I know this was a much requested feature so this is great to see...
multiple dynamic inventory sources at once, conf.d files,
or both, at the same time in any combination you want!
So thanks to Daniel for this one. It will be up on the documentation
pages eventually.
Prod thru Dev all need to refer to database machine held in the CommonClusterInventory – so naturally, I often want playbooks to refer to machine groups in, say ,ProdClusterInventory and CommonClusterInventory.
ansible -i appears to only allow a single inventory file to be specified.
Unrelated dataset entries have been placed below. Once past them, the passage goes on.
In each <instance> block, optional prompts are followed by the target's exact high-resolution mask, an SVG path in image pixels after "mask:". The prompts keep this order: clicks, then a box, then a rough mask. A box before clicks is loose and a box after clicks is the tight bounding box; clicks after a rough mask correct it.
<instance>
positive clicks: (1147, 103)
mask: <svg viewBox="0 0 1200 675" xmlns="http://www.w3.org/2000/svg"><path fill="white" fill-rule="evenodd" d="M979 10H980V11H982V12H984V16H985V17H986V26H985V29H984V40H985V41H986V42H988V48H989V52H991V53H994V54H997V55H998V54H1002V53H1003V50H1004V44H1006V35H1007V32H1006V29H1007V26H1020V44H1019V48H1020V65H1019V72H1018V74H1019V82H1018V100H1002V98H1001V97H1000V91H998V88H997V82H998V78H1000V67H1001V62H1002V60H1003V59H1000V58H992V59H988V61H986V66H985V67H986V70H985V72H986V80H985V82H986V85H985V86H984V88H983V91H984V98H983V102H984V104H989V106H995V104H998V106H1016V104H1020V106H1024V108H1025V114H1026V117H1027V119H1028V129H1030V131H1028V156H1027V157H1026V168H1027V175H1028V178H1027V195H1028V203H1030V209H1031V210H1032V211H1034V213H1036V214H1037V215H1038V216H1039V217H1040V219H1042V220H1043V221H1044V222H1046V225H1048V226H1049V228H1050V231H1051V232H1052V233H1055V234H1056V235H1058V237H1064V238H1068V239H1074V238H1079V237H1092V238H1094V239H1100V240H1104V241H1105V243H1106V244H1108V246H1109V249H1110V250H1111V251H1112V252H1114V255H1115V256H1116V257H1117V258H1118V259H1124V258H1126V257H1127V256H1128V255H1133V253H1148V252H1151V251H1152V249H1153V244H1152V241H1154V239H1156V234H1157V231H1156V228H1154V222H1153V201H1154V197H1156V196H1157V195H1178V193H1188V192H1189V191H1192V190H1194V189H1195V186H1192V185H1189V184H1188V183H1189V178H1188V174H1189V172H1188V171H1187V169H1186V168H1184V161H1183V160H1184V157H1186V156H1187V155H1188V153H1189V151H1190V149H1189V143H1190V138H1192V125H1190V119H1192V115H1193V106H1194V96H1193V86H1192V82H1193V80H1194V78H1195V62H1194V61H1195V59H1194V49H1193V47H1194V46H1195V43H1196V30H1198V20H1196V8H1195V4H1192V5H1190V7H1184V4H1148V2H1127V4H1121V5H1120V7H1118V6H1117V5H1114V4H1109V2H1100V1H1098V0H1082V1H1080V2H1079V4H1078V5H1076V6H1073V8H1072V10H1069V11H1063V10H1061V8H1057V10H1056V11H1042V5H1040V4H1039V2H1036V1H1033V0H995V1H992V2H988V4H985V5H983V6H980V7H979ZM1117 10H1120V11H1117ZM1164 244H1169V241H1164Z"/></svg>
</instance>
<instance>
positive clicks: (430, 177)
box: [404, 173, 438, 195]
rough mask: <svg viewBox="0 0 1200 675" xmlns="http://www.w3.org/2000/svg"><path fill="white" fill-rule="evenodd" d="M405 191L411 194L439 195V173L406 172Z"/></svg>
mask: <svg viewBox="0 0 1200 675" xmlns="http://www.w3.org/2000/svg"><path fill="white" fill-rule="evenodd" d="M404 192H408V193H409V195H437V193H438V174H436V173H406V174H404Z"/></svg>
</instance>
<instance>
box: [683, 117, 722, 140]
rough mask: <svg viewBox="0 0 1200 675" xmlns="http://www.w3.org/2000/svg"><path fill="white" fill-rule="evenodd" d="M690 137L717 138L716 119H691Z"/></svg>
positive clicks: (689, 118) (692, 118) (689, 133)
Using -i to refer to a directory:
DevCluster/
DevInventory
CommonInventory
means that CommonInventory is duplicate many times. (And I can’t commit symlinks to our source control)
Ideally (I think), I should be able to say an inventory file includes another.
“means that CommonInventory is duplicate many times. (And I can’t commit symlinks to our source control)”
It sounds like you need to better arrange groups such that you can specify groups, rather than breaking them up into seperate inventories maybe.
Though for larger cases or if you want something more custom, inventory scripts are useful, and if using directories, you can even do things like speak dynamically to Rackspace and EC2 and GCE all in the same call.
“means that CommonInventory is duplicate many times. (And I can’t commit symlinks to our source control)”
It sounds like you need to better arrange groups such that you can specify groups, rather than breaking them up into seperate inventories maybe.
Possibly, the good advice in your best practices document is to separate production/staging/qa/dev …
I think this is essential for us.
Though for larger cases or if you want something more custom, inventory scripts are useful, and if using directories, you can even do things like speak dynamically to Rackspace and EC2 and GCE all in the same call.
Yes – looking at that route. Now, hacking ec.py to provide a limited view of all our ec2 instances.